Most of us look forward to summer, as it brings with it warmer weather and the opportunity for picnics, vacations, family get-togethers, and maybe a few lazy summer afternoons spent with a good book.
However, when a family member is challenged with a dementia, such as Alzheimer’s disease, decisions about how to spend summer vacations and outings can become more complicated. Because of this, rather than planning around them, some families find it easier to exclude them altogether.
While, in some cases, having your loved one remain comfortable in their own home may make sense, with a little planning and effort, they, too, can enjoy being part of the festivities, connecting with their loved ones in a relaxed setting.

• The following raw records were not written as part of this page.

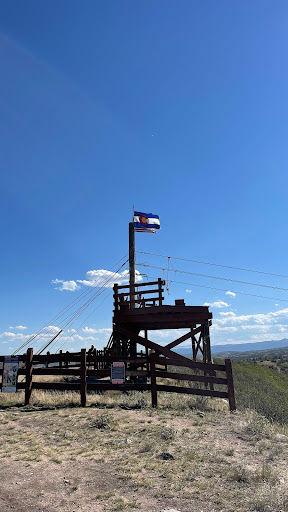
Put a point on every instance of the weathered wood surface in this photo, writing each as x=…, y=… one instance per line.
x=231, y=395
x=189, y=377
x=188, y=363
x=29, y=369
x=192, y=391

Here are some tips to make it easier to include your loved one in more summer fun:
- Decide which activities make sense. A trip to a local zoo or park may be fine. But a theme park or hot, crowded beach may not. You know your loved one best. Trust your instincts and be prepared to say “no” to outings that are more likely to agitate than to relax them.
- Plan get-togethers around their timetable. Many individuals with Alzheimer’s are at their best in the morning or early afternoon. Taking that into account can make a big difference and circumvent issues like “sundowning”.

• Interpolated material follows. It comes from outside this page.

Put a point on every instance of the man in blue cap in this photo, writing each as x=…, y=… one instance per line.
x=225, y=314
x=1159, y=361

- Prepare family members in advance. This is especially important for those who may not have seen your loved one in a while. Explain their situation, and any communication limitations they may have.
- Keep them safe and comfortable. Heat stroke is very real, and it can be deadly for older individuals. Make sure you keep them hydrated and out of the sun for prolonged periods of time. Bring a cap or hat. Start them off in a short-sleeved shirt but bring a sweater and/or jacket along.
- Be equipped with things they may need. Plenty of water, their medications, and small snacks that they like and are easy to eat.
- Let others help. You may be surprised at how naturally intuitive and capable some of your family members are at communicating and keeping your loved one engaged and comfortable. Encourage their involvement.
- Have an exit strategy. There will be occasions when your loved one becomes over-stimulated or simply tired and needs to rest. Make sure it is easy to leave without interrupting the plans of others. Sometimes, simply taking a short break away from the main area can be sufficient. Other times it will be best to say your goodbyes and leave. Pay attention to the warning signs.
Taking the time in advance to plan can lead to an outing or get-together that is both memorable and enjoyable for everyone.
And, finally, don’t neglect your own health and needs! Summer is great for family fun, but also a good time to schedule a week of respite care for your loved one so that you can catch up with doctor appointments and visit with your own friends.